Citing what he says is a “widespread problem,” Democratic Sen. Chris Van Hollen announced that he will introduce legislation designed to prevent airlines from forcibly removing ticketed passengers from flights. 

The Maryland lawmaker is circulating a letter on Capitol Hill asking for support for his “Customers Not Cargo Act,” which the letter says will “prohibit airlines from forcibly removing passengers after they have already boarded the plane due to oversales or airline staff seeking to fly as passengers.” The legislation comes amid calls for congressional hearings about passenger rights after the emergence of a video showing United Airlines having a passenger dragged off a plane scheduled to fly from Chicago to Louisville over the weekend.

International Business Times reported this week that less than three years before the incident, United Airlines told federal regulators that “every ticket, of course, guarantees a passenger a seat on the plane.” In an interview with IBT, Van Hollen said the video appeared to contradict that 2014 statement by United to the Department of Transportation.

“Clearly that’s not what they did in this instance or other instances,” Van Hollen said. “What’s pretty clear is that it is not uncommon for airlines when they overbook to not only tell passengers at the gate that they are involuntarily bumped, but passengers who have actually got on the airplane.”

Van Hollen said his legislation will target a 2008 federal rule that caps the amount that airlines must pay to ticketed passengers who are involuntarily removed from flights.

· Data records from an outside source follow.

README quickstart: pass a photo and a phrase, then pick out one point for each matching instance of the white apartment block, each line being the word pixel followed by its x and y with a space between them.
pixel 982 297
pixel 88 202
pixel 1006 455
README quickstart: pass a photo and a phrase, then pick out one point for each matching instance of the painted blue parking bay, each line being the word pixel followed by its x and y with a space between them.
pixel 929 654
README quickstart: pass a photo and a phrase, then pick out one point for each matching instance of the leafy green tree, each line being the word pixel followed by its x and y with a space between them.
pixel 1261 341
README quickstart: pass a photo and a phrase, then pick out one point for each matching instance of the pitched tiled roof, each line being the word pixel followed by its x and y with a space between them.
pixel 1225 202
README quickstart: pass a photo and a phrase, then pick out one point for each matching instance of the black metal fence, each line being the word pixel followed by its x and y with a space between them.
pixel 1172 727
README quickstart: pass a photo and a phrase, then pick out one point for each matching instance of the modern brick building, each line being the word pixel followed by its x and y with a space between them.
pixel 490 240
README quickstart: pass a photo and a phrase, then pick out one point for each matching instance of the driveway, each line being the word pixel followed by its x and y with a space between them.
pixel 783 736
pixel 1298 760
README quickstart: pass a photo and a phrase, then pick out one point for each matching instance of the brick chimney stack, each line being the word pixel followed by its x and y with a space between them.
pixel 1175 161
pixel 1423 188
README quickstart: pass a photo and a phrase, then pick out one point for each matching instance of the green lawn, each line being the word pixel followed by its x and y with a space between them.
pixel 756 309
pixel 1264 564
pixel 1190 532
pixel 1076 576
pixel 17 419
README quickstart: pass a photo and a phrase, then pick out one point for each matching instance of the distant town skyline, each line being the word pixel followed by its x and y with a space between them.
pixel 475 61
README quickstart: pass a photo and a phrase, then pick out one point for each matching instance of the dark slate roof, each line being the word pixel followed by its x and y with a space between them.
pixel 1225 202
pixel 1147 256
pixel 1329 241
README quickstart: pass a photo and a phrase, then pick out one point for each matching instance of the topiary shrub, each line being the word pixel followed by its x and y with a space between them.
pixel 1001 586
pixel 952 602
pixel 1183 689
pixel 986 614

That provision currently limits the payout to $1,350. The Democratic senator says that creates a financial incentive for airlines to forcibly remove passengers.

“The airline should be required to offer the passengers an incentive that gets someone to volunteer to deplane, rather than drag them off — and right now the incentives are in the wrong direction,” he told IBT. “There will be a price point at which someone will voluntarily get off the airplane. That’s what airlines should be required to do.”

In recent years, United has spent millions on federal lobbying and campaign contributions as the company and the larger airline industry has thwarted a series of passenger rights bills proposed in Congress. Van Hollen, though, suggested that the video — and the international outrage it has prompted — could provide a political boost to his initiative.

“When these issues have come up in the past with respect to passengers rights, there has been a lot of lobbying by the airlines,” he said. “I’m really glad in this instance we have this video that has shone a light on what can happen. People are being involuntarily removed from airlines and this just highlights what can happen when that gets out of control. This has pulled back the veil on the indignities that passengers experience on a regular basis.”